Gregory Crewdson, An Eclipse of Moths à la galerie Templon
Auparavant lorsque l'on voyait les images de Crewdson on se demandait depuis combien de temps les martiens avaient débarqué dans ses photos d'extérieur ou lorsqu'il photographiait des intérieur où était caché le cadavre. Dans sa nouvelle série ce serait plutôt dans combien de temps les protagonistes vont se suicider.
Il a fallu deux ans au photographe pour élaborer les seize photos de sa nouvelle série "An eclipse of moth". Ce qui ne parait pas trop pour ce maitre de la mise en scène photographique pour concocter ses désespérants panoramiques. On songe au travail virtuose de repérage guidé par la présence d'un lampadaire, une fixette de Crewdson et au labeur de l'accessoiriste avec son camion plein de vieux téléviseurs, de caddys amputés et de frusques en fin de vie.

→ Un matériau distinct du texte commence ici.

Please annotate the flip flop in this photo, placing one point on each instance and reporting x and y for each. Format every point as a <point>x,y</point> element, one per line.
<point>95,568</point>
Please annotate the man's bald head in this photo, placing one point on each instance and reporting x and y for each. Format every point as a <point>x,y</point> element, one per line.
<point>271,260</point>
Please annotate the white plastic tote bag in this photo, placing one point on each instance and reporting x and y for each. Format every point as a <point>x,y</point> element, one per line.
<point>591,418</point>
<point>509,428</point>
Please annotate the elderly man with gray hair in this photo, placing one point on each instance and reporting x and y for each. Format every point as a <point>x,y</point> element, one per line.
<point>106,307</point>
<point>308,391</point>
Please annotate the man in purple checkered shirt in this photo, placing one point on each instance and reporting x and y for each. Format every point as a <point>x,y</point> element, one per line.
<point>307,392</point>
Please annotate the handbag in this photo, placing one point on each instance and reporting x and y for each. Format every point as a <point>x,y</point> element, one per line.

Chaque photo déploie sa vision désespérée de l'Amérique sur environ 2 mètre sur 1. Chacune raconte une histoire (même plusieurs que l'on pourra se raconter en se remémorant ces envoutantes images, des histoires de misère sous de beaux ciels. Plutôt que le titre poétique "An Eclipse of Moths" l'exposition aurait du s'appeler: Misère noire dans un bled paumé de Nouvelle Angleterre. Il est difficile en voyant ces images de ne pas penser à David Linch.
Vous voudrez bien excuser la médiocrité de mes photos, c'est toujours, outre que c'est un peu ridicule, une gageure de photographier des photographies d'autant qu'elles sont généralement sous verre, ce qui occasionne de nombreux reflets parasites. Plus que de reproduire les panoramiques de l'artiste, j'ai voulu quand la lumière le permettait, isoler des détails dans ces compositions qui demandent de s'attarder devant elles tant elles fourmillent de détails significatifs.
J'intitulerais bien cette photo dépucelage tardif.
L'artiste a donné une interview fort instructive et quelque peu en décalage avec ce que l'on voit dans l'exposition, dans le numéro de Transfuge daté de janvier 2021.
La photo immédiatement ci-dessus est ma préférée. Je la trouve encore plus "réjouissante" que les autres. Elle a été prise dans une annexe d'un cimetière où l'on remise les pierres tombales et autres caveaux lorsque la concession de la place de cimetière est arrivée à son terme et qu'il faut laisser la place à un nouveau défunt. On "relève" alors le corps et l'on fait le ménage. On y voit une jeune fille faire ses ablutions dans un ancien caveau rempli d'eau que l'on peut imaginer croupie, tandis que son petit ami (?) l'oeil morne se désintéresse de la scène. Un beau moment d'intimité.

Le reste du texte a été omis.